If you are unable to make the full repayments on the debt you owe, you may need to consider an IVA. An IVA will put in place an agreement with your creditors to repay your debt over a period of time (typically five years). 

There are typically some qualifying criteria. You may need to prove that you have a regular and predictable income in order to set up an IVA. This is because an IVA requires you to make a set number of payments over a long period. It is also helpful if you have at least £100 a month in disposable income. Alternatively, you can sell something or remortgage your home in order to raise a lump sum to contribute towards the IVA.

First things first though, as an IVA needs to be set up by an insolvency practitioner and approved by a court. Your insolvency practitioner will work out what you can afford to repay and the period of time it will take you to repay your debt. 

It is worth knowing that an IVA will start if the creditors holding 75% of your debt agree to it. Any creditors who disagree, but are in the minority, will then be required to adhere to the IVA. 

Also, a CCJ (county court judgement) can be included in your IVA. This means that if you have a CCJ in place, once your IVA starts, all debt repayments will be made through the IVA.

How does an IVA work?

As mentioned above, your insolvency practitioner will work out how much you can afford to repay each month and over what period of time, and this will be agreed between you and your creditors. 

As for the practicalities, you will make your monthly payments to your insolvency practitioner, who will then distribute the money among your creditors. Once you have completed your IVA and repaid your debt, you will receive a completion certificate. Three months later, the record of your IVA will be removed from the Individual Insolvency Register.

A word of warning: as with any financial commitment, there are repercussions if you miss payments. Your insolvency practitioner can cancel the IVA if you do not keep up your repayments, and therefore make you bankrupt.

Is an IVA the right move?

Whether or not an IVA suits your situation is down to your personal circumstances. The benefit of an IVA is that it gives you more control than bankruptcy (largely relating to if you own property or a car), but an IVA is not without risks.

Any savings or personal pension plans you have will usually be used to pay your creditors, and if you own property you may be required to remortgage it.

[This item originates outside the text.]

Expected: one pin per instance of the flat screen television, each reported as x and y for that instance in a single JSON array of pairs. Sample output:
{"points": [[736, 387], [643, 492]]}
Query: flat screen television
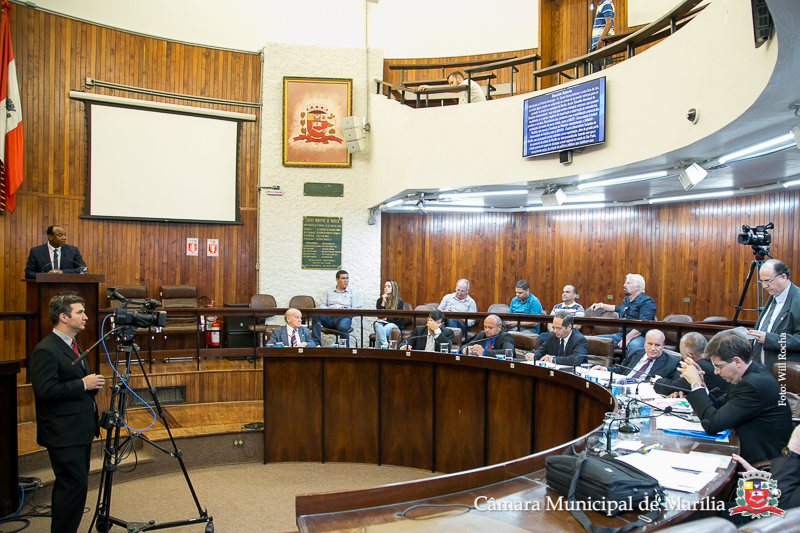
{"points": [[565, 119]]}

Having an IVA will  impact your ability to apply for credit in the future, although some credit cards are designed for those with bad credit and may still consider your application.

Also, insolvency practitioners’ services don’t come for free. Insolvency practitioner fees average around £5,000, but this will be rolled into your monthly payments.


If you have found yourself in a spiral of debt, an IVA gives you a structured repayment plan and freezes your existing debt. Although there are risks and an IVA can be costly, it allows you to have more control than if you were made bankrupt.

The upside is that once you have completed your IVA, it is removed from the Individual Insolvency Register. While you may have to declare an IVA when applying for some financial products, the end result is hopefully that you are debt free and looking ahead to the future.